Aku dan Bang Pacun menikmati singkong goreng dan kopi di saung tepi empang. Kesiur angin pagi membasuh kulit. Daun-daun menari. Matahari perlahan meninggi. Air coklat di empang yang luas seperti sehamparan susu coklat bikinan ibu di rumah. Ada cericit burung di reranting pohon. Aku baru tersadar jika pagi ini begitu mendamaikan.

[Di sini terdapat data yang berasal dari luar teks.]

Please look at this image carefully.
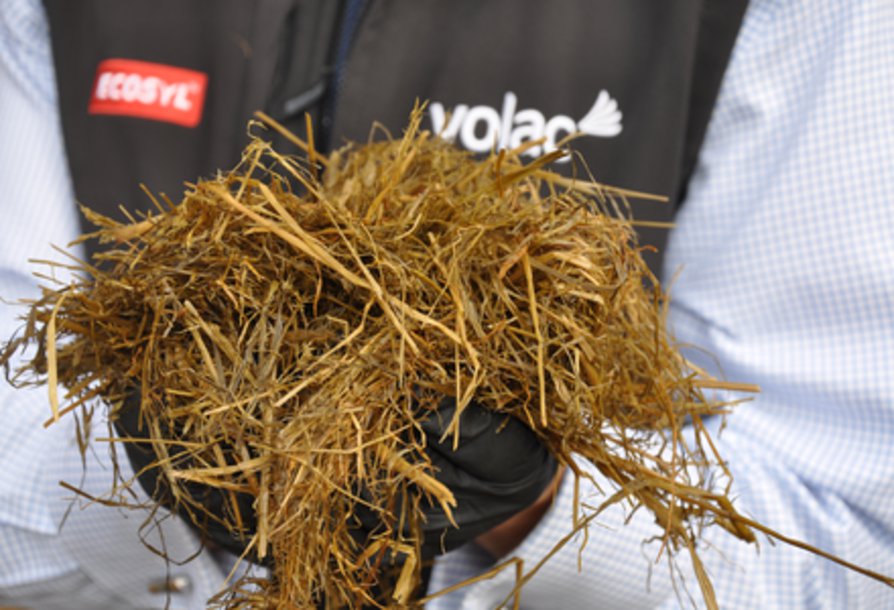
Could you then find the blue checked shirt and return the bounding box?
[0,0,894,610]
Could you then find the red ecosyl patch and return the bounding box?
[87,59,208,127]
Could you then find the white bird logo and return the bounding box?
[577,89,624,138]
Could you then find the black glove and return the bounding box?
[357,398,558,559]
[114,391,558,562]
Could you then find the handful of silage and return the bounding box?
[3,115,764,608]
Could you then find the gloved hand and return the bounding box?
[114,391,558,562]
[357,398,558,559]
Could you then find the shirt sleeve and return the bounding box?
[431,0,894,610]
[0,0,240,610]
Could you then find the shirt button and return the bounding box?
[148,574,192,593]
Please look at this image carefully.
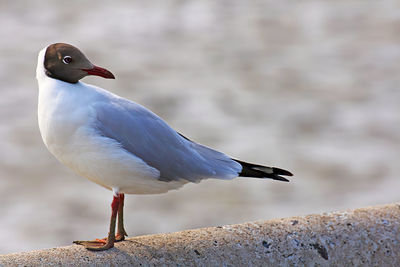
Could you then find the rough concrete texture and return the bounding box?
[0,204,400,266]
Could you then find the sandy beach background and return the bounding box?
[0,0,400,254]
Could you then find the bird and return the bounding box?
[36,43,293,251]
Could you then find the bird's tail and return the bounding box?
[233,159,293,182]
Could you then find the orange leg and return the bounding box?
[115,194,128,242]
[74,194,120,251]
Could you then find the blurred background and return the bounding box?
[0,0,400,254]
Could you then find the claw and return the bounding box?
[73,239,114,251]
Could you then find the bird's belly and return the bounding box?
[49,127,186,194]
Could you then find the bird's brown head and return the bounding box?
[44,43,115,83]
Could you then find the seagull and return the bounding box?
[36,43,292,251]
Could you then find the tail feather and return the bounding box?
[233,159,293,182]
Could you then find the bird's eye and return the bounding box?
[63,56,72,64]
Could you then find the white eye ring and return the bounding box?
[63,56,72,64]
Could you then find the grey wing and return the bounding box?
[95,98,242,182]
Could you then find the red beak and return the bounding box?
[82,66,115,79]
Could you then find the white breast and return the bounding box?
[37,48,185,194]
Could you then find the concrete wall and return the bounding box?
[0,204,400,266]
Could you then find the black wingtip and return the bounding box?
[272,167,293,176]
[272,175,290,182]
[233,159,293,182]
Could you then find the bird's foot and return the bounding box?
[73,238,114,251]
[115,226,128,242]
[115,233,128,242]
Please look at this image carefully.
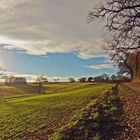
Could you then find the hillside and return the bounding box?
[0,83,112,140]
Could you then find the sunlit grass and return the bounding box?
[0,84,111,139]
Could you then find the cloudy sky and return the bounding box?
[0,0,116,81]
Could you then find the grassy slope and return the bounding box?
[0,84,110,139]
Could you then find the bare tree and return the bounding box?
[89,0,140,79]
[36,75,48,94]
[69,77,75,83]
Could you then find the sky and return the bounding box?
[0,0,117,80]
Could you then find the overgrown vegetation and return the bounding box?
[50,85,120,140]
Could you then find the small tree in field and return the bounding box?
[69,78,75,83]
[36,75,48,94]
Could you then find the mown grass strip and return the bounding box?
[50,86,120,140]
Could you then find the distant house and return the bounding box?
[5,76,27,85]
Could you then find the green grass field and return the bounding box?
[0,83,112,140]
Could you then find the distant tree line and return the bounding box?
[78,73,131,82]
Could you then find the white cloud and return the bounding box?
[0,69,78,82]
[0,0,103,59]
[86,63,114,70]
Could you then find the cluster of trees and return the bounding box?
[79,73,130,82]
[89,0,140,80]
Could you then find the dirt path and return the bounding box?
[112,84,140,140]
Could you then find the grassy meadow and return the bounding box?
[0,83,112,140]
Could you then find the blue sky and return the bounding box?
[0,0,117,81]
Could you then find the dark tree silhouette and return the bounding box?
[89,0,140,79]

Di tanah rantau ini aku tak punya saudara. Hanya saja teman-teman di kelas, di organisasi dan di komunitas lekas jadi saudara karena kedekatan emosional yang cepat terbentuk. Begitu pun dengan Bang Pacun, seniorku di organisasi pergerakan itu sudah seperti abangku sendiri. Tak aneh jika ada masalah aku kerap lari kepadanya. Selain memang empang sekaligus pemancingan yang dimilikinya ini selalu menawarkan rasa tentram yang penuh.

“Bang, sebenarnya aku ke sini sedang ada masalah.”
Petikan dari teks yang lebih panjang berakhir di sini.